Le banquier, sans se décourager, fit glisser dans ses doigts une ruisselante cascatelle d’onces dont les fauves reflets étaient capables de donner le vertige au cœur le plus éprouvé :

— C’est un beau denier, cent onces, caballeros ; avec cela, l’homme le plus laid est certain de séduire la plus belle.
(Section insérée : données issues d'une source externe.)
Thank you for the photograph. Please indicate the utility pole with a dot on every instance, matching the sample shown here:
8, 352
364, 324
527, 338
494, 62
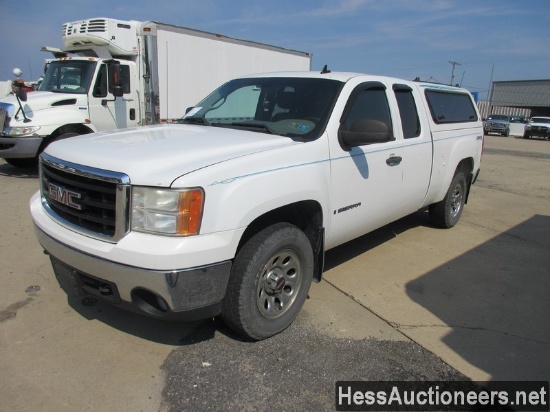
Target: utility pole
453, 72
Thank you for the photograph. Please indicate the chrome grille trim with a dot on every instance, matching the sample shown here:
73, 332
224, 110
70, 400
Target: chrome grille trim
101, 217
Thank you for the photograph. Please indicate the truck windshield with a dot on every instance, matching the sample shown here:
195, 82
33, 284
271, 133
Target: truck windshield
295, 107
68, 76
498, 117
540, 120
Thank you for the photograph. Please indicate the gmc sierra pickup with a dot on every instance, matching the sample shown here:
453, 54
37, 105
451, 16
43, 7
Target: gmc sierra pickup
230, 212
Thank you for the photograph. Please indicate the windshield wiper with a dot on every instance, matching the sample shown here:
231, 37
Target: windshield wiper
194, 120
248, 125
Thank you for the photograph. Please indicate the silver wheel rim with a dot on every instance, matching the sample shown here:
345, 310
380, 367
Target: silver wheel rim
279, 284
456, 201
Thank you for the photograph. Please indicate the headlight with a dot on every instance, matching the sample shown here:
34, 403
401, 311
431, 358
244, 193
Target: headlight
23, 131
168, 212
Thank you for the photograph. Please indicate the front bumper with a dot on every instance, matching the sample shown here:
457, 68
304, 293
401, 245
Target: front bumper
19, 147
179, 294
537, 131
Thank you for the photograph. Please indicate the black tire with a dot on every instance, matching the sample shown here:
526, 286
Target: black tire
269, 282
446, 213
23, 163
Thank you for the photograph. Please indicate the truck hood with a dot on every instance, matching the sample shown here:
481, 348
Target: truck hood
157, 155
42, 100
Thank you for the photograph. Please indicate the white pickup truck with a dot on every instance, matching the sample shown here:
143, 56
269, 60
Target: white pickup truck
230, 212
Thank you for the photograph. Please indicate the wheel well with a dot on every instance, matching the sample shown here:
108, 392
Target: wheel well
306, 215
467, 167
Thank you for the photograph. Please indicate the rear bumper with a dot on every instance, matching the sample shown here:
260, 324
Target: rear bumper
179, 294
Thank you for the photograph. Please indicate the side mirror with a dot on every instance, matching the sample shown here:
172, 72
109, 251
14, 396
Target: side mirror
115, 78
363, 132
21, 95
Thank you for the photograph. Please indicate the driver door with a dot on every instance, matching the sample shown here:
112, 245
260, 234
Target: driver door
106, 112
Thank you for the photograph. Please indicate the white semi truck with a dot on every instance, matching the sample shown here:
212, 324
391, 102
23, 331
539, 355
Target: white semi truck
115, 74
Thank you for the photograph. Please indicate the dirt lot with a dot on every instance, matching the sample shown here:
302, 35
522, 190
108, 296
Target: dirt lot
406, 302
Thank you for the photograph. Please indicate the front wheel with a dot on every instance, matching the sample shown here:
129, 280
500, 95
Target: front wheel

Voyons, qui les tient ?

— Bah ! fit un lepero avec une moue dédaigneuse ; qu’est-ce que cela, cent onces ? Si vous ne m’aviez pas gagné jusqu’à mon dernier tlaco, Tio-Lucas, je vous les tiendrais, moi.

— Je suis désespéré, seigneur Cucharès, répondit en s’inclinant le banquier que la veine vous ait été si contraire ; je serais heureux si vous daigniez me permettre de vous prêter une once.

— Plaisantez-vous, dit le lepero en se redressant avec orgueil. Gardez votre or, Tio-Lucas, je sais la façon de m’en procurer autant que j’en voudrai, quand bon me semblera ; mais, ajouta-t-il en s’inclinant avec la plus exquise politesse, je ne vous en suis pas moins reconnaissant de votre offre généreuse.

Et il tendit au banquier, par-dessus la table, une main que celui-ci serra avec effusion.